Complete electrification of firing processes is another option already being tested in niche areas. Electric kilns offer more precise temperature control and can be operated directly with renewable electricity. The challenge lies in retrofitting existing systems and higher investment costs. Additionally, the question remains whether the German electricity grid is sufficiently dimensioned to support complete electrification of energy-intensive industries.
Strategic options for the industry
For companies like Deutsche Steinzeug, several strategic options emerge. First, investments in energy efficiency and flexible production control can reduce dependence on peak load prices. Second, long-term electricity supply contracts (Power Purchase Agreements) with wind farm or solar park operators can create price certainty. Third, product innovations – such as thinner tiles requiring less energy or with longer lifespans – offer differentiation opportunities in the market.
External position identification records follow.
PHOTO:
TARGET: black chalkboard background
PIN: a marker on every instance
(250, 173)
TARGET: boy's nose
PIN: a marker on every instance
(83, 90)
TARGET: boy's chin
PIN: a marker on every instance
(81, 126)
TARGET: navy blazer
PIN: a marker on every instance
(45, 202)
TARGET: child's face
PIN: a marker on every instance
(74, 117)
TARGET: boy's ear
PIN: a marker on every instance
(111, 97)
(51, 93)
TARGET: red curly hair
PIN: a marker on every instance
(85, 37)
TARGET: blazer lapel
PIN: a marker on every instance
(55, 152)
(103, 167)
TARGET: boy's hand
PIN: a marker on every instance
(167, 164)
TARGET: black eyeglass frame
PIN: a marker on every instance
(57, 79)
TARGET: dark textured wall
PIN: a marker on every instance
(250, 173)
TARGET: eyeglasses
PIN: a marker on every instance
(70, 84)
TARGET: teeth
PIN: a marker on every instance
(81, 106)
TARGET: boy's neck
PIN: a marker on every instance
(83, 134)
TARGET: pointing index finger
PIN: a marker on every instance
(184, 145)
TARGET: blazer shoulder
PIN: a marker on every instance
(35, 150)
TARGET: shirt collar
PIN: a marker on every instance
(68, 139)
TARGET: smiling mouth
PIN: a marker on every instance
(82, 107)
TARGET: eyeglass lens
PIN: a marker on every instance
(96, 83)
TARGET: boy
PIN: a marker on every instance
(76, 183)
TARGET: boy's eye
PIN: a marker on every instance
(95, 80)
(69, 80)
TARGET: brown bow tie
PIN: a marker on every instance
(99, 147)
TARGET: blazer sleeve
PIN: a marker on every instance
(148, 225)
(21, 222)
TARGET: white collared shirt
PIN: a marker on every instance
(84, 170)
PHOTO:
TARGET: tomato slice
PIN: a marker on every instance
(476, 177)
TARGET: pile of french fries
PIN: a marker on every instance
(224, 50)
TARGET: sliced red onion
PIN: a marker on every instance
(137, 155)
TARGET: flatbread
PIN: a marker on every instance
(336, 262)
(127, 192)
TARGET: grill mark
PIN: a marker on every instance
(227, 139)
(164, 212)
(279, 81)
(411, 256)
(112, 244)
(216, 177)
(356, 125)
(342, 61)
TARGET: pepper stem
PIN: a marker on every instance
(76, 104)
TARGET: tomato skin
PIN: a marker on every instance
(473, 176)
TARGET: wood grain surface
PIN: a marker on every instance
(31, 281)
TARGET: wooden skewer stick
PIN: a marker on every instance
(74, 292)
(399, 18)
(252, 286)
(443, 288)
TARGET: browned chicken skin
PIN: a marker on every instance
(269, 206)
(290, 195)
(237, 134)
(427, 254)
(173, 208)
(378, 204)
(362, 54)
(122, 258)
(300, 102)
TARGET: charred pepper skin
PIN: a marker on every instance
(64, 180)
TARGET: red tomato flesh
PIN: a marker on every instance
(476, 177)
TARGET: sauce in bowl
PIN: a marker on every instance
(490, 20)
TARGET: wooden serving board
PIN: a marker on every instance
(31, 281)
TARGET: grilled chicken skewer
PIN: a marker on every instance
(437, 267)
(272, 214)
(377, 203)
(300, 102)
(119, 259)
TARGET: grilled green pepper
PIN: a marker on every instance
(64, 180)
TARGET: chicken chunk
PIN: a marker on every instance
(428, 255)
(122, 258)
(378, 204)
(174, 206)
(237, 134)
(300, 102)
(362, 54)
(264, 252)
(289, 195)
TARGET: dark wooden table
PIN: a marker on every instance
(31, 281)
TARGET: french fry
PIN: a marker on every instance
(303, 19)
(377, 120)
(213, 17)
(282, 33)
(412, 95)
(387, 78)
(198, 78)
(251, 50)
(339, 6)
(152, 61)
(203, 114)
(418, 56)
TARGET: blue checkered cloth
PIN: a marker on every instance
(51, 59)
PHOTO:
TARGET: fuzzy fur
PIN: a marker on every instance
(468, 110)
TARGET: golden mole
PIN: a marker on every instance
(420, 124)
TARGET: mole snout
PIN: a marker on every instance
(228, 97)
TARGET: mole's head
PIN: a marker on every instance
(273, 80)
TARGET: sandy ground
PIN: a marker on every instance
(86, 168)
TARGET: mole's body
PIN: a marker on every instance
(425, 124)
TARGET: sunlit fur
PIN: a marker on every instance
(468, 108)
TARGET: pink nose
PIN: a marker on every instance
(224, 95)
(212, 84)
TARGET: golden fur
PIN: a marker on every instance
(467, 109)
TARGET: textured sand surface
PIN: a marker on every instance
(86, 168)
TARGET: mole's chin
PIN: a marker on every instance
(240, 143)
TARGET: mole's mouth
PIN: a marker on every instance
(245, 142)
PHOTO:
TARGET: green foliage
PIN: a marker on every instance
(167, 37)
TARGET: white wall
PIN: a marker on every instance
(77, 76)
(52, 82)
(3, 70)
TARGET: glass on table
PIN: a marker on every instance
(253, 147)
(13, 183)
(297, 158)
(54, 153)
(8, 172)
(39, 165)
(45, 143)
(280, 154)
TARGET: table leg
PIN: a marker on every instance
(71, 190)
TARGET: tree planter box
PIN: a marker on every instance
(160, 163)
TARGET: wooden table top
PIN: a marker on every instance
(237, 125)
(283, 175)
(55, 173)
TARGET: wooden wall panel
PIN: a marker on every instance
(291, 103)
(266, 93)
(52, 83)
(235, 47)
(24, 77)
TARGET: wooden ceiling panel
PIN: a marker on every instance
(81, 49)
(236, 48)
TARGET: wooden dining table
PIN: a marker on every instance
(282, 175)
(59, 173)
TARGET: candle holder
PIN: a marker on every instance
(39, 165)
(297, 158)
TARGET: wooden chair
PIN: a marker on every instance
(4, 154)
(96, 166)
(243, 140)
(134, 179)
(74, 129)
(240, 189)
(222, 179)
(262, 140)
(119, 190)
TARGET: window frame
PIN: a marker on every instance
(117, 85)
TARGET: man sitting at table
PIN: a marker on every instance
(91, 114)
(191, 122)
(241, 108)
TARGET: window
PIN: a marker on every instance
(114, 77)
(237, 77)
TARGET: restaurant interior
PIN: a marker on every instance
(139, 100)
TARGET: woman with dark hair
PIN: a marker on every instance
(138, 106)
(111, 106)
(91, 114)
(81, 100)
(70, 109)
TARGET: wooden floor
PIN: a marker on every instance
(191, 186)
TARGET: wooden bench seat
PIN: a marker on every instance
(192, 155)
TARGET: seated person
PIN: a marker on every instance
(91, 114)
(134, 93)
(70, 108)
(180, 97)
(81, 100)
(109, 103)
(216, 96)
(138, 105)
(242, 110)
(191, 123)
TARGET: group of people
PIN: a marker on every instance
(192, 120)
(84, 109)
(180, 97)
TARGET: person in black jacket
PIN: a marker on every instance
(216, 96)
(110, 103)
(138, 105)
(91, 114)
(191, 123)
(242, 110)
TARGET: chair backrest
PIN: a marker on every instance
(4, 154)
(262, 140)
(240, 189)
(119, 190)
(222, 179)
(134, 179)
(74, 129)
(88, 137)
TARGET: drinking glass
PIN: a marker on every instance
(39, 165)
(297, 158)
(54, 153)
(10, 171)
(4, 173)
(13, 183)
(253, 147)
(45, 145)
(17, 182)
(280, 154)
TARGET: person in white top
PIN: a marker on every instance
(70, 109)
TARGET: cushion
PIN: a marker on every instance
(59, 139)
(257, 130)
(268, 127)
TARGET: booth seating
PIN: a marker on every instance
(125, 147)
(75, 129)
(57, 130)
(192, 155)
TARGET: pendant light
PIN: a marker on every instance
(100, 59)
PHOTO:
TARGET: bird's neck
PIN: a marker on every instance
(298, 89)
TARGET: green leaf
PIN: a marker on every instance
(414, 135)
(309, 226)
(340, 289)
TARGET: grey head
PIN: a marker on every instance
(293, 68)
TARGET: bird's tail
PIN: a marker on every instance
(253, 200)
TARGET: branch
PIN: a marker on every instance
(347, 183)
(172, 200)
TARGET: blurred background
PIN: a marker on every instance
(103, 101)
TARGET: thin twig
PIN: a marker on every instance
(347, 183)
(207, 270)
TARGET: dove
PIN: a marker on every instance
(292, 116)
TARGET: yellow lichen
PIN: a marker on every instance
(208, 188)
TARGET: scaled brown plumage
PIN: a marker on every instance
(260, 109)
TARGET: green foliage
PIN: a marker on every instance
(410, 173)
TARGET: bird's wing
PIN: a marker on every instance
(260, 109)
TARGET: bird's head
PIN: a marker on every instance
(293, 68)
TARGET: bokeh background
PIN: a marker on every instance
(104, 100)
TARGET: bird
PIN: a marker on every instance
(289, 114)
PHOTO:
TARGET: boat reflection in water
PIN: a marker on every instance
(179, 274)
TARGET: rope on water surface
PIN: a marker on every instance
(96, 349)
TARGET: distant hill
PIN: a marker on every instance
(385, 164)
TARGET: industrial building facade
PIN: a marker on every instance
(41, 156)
At the industry level, a joint platform for energy procurement and technological development would be conceivable. Similar to how the cement industry cooperates in the field of decarbonization, ceramic manufacturers could leverage synergies in research, infrastructure, and political lobbying. However, the fragmentation of the industry with many medium-sized players makes coordinated strategies difficult.
Conclusion: Thinking beyond price demands
The demand by Deutsche Steinzeug for cheaper electricity prices is understandable and justified. However, it addresses only a symptom, not the cause of the structural change facing energy-intensive building materials industries. The energy transition and tightened climate goals are reality – and they will permanently alter production conditions.
Those companies will succeed that view energy efficiency, flexibility, and decarbonization as strategic investment areas. Political support through targeted funding, reliable framework conditions, and infrastructure expansion is indispensable. However, the initiative must come from the industry itself – in the form of technology investments, cooperations, and a willingness to adapt to changed market conditions. Only this way can the German ceramic industry secure its competitiveness in the long term without relying on short-term price relief, which is politically fragile and economically limited.